Shep steepled his fingers in front of his grim expression. Of course, Suri wouldn’t directly involve herself. The only ones directly involved were Barth, who made the arrangements, and Shep, who pulled the trigger.

“How did you find me?” Kara asked. “How’d you get my cell number?”

“It wasn’t hard,” Shep told her. “What you’re doing is stupid. It’s not safe.”

“Which is why I wasn’t about to turn down the opportunity to earn three student loan payments in one night,” she said, and her chin recovered a little of its stubborn set. “Between the webcam and dancing at the club, I make five times what I could make as a science geek. All I have to do is stand there, and pathetic creeps like you give me money. Don’t pretend like that’s my fault. I didn’t make that Van Reuse guy do anything he didn’t want to do. If he’s screwing around on his wife, why shouldn’t he get nailed to the wall?”

Shep didn’t have a good answer for that. He took a card from his pocket and gave it to Kara. “If you discover you’re in over your head, give me a call.”

She studied the card. “Martin Shepard Hartigate: Porn Hound.”
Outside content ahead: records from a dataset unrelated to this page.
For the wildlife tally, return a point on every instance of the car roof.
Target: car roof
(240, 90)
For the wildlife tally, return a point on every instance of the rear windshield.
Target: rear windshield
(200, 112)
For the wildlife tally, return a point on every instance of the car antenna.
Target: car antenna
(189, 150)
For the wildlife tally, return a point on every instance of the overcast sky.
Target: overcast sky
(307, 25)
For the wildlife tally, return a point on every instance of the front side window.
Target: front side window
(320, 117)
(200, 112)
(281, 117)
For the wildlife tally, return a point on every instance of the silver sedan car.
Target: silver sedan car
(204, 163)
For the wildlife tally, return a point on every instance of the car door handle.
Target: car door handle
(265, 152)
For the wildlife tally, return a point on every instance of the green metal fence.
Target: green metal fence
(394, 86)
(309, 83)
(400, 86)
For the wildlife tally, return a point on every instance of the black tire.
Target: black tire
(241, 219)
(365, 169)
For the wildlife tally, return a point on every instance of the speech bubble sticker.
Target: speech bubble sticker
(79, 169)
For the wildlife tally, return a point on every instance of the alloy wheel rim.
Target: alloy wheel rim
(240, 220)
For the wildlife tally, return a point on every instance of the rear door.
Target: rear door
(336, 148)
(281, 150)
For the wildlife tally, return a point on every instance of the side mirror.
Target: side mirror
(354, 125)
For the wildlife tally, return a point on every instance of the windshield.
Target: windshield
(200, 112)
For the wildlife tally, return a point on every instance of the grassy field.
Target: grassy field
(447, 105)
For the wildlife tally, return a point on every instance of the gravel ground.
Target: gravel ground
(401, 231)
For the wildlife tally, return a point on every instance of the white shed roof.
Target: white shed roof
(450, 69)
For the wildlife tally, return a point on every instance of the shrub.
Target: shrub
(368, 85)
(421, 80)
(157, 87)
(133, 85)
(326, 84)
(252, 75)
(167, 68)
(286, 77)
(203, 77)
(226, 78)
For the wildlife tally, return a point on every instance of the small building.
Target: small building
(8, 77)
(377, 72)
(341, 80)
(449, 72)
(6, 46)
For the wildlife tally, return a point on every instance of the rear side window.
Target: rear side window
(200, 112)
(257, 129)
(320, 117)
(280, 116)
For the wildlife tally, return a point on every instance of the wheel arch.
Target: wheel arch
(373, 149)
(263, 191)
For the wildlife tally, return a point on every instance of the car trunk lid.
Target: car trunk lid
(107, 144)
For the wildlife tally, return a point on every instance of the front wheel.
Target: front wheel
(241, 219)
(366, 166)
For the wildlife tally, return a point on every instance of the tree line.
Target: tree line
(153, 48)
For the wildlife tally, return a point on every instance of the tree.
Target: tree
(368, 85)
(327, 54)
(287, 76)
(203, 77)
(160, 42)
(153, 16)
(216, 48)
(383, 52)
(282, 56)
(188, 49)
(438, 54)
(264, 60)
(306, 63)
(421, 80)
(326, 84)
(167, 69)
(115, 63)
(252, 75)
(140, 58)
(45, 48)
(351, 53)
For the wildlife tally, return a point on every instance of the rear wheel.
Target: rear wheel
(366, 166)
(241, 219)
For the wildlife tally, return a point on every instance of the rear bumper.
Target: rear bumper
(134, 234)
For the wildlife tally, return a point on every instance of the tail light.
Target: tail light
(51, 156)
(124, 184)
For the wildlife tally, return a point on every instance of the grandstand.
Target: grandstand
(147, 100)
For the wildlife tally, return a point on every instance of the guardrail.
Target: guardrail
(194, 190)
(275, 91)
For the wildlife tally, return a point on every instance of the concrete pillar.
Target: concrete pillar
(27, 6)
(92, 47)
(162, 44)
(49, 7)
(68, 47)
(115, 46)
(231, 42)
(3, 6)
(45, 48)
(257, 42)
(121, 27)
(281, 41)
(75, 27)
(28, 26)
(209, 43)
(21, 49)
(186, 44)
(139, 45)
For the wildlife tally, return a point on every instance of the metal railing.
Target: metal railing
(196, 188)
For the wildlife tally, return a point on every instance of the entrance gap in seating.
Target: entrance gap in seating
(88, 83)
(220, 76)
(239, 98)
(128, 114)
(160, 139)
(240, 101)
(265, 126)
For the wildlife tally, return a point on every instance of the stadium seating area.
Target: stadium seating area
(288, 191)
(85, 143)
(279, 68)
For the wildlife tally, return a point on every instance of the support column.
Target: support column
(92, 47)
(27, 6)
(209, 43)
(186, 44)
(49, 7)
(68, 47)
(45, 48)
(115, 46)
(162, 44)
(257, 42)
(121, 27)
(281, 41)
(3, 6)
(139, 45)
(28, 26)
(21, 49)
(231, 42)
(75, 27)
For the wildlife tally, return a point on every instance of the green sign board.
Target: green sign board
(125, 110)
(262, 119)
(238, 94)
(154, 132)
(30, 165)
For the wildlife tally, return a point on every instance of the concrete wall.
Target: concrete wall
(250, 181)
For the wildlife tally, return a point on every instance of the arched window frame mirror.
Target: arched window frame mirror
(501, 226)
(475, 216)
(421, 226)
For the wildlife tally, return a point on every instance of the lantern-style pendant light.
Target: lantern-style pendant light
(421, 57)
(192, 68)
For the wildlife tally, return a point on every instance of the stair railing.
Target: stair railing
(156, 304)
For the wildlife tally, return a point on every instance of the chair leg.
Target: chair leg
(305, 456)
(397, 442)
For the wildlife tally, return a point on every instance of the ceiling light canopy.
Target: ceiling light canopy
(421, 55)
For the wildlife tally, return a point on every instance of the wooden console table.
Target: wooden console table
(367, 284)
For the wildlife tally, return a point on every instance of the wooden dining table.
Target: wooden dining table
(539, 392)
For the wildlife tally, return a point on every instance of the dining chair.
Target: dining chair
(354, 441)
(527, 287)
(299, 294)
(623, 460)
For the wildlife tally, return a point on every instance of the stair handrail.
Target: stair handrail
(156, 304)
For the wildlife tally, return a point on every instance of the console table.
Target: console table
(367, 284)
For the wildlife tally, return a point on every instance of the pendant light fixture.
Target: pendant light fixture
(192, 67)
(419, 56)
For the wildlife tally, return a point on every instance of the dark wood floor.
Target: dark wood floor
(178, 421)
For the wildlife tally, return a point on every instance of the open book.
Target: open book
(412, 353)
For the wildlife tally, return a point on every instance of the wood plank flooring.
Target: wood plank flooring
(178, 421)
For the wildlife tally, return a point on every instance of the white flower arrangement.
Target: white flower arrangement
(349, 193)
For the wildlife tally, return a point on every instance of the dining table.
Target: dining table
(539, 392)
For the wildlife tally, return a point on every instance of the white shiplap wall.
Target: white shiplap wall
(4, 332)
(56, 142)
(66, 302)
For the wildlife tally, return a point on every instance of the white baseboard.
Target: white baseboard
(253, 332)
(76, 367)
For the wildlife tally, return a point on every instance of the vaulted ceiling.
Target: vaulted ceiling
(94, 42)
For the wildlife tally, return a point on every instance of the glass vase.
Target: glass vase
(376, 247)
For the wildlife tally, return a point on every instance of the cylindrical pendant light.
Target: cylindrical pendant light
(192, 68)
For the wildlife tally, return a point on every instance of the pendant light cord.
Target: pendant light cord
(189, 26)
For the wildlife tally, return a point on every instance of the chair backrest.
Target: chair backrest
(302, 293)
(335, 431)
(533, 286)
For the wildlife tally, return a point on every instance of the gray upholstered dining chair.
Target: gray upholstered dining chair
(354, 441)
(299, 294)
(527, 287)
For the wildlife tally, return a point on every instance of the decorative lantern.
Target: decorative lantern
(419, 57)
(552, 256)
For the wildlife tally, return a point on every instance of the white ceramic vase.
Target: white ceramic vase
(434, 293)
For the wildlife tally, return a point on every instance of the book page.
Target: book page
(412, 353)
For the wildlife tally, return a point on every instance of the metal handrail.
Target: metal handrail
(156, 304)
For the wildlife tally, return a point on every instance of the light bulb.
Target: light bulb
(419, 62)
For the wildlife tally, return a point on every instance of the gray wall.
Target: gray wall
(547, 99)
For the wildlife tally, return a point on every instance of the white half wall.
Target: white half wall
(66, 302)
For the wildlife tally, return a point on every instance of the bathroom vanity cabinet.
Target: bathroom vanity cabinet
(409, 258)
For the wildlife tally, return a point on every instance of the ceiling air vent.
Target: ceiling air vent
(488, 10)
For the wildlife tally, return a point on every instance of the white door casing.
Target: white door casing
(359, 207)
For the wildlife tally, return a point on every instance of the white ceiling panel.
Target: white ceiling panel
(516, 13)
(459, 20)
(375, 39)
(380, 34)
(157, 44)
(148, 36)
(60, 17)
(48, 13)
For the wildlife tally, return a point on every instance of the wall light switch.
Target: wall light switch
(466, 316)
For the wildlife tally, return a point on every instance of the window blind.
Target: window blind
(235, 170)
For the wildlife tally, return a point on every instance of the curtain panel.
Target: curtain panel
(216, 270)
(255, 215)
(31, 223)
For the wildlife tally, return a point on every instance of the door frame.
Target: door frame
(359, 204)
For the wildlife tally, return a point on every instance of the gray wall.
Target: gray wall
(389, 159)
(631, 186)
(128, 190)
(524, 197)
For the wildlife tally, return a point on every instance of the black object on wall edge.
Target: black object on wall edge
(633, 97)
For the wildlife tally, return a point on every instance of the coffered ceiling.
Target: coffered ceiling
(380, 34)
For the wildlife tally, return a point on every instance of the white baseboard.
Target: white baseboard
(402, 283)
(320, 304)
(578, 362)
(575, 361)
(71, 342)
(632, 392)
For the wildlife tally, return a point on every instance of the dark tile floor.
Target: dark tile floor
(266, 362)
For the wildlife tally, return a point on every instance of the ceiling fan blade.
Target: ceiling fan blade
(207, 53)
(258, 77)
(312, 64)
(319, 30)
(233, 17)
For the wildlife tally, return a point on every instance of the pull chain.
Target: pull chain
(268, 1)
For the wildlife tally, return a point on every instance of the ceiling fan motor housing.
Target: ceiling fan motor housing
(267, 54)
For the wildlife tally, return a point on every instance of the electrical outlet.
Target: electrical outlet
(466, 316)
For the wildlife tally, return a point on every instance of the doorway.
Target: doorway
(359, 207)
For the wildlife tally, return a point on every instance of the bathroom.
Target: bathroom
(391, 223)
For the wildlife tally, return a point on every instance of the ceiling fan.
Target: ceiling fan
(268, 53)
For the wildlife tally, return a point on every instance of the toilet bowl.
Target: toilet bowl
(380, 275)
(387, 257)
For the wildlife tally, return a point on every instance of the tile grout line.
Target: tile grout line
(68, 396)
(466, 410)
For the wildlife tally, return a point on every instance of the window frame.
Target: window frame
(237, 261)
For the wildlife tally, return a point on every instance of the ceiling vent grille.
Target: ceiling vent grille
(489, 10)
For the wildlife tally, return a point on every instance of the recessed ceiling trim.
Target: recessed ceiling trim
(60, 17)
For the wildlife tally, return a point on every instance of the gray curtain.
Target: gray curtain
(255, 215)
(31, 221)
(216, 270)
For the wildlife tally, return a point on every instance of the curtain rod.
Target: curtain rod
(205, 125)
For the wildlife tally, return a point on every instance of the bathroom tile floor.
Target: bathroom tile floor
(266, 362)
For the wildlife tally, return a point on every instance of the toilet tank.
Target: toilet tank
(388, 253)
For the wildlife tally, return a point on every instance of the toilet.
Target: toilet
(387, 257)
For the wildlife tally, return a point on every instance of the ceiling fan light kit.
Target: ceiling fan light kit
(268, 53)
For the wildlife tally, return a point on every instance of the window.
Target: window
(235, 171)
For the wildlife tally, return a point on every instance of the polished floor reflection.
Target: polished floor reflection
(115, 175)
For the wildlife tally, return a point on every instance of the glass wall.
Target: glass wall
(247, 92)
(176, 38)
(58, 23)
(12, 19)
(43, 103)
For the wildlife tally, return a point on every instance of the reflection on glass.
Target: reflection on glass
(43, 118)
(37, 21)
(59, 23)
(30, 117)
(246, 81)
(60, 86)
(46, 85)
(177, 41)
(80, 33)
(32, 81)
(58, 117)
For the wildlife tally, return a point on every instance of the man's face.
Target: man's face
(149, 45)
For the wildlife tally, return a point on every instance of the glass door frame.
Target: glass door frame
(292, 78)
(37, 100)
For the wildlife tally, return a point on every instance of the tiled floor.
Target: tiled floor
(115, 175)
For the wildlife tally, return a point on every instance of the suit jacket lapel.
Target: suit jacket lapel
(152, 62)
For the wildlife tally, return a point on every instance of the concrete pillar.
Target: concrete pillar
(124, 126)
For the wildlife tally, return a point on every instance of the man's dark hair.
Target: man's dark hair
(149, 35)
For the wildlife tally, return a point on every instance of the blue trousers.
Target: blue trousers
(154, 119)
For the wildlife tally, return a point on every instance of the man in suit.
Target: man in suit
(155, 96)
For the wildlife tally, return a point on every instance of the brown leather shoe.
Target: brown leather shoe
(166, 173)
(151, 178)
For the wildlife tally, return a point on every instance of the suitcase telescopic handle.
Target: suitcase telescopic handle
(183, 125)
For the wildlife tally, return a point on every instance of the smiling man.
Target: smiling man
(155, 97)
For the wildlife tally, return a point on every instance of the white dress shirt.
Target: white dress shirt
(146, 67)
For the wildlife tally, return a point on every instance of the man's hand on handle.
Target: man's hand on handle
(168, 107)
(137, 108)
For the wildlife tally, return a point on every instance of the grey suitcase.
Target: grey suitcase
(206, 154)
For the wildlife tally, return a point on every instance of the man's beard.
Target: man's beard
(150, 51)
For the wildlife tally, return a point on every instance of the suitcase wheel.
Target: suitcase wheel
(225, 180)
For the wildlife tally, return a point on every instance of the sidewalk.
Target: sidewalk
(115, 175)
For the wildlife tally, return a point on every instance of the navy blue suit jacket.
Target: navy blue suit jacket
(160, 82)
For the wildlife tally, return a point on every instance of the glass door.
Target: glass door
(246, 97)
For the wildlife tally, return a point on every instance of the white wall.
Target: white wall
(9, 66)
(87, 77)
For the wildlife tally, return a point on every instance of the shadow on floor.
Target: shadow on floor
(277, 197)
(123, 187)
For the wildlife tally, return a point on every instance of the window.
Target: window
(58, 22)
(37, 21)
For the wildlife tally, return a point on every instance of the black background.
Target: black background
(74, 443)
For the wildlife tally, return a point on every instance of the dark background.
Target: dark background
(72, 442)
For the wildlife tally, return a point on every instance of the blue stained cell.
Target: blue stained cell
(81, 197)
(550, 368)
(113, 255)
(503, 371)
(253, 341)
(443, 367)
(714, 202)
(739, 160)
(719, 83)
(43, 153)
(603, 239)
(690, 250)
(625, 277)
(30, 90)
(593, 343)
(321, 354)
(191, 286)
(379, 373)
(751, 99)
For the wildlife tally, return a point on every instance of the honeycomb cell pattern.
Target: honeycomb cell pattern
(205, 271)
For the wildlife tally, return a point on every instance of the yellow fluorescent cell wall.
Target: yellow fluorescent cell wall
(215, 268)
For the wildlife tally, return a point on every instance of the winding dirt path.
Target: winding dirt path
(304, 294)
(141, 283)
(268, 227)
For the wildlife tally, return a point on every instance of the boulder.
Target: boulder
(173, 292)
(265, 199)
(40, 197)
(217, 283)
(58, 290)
Shep smiled at that. “Pretty funny for a science geek.”

“That wasn’t us having a moment,” Kara clarified.

“Absolutely not.”

“Don’t call me.”

“Don’t worry.”

She pushed Shep’s card into a side pocket on her purse as she scootched out of the booth and flipped him off as she breezed out the door.

The waitress passed by with a fresh pot of coffee. “Warm up?”

“Hit me.” Shep nodded.

She topped up his coffee. He thanked her and sat studying the rising steam.

So.

It was a rock solid fact that Barth had set up Van Reuse, a reasonable assumption that Barth had destroyed the security video from the parking garage and a safe bet that he’d done at least some of the dirty work leading to the undoing of Charma Nicole Bovet. But Barth was middle management material with neither the motive nor the ’nads to do all that on his own. His orders had to be coming from Suri. Just like Evan’s orders. And Shep’s.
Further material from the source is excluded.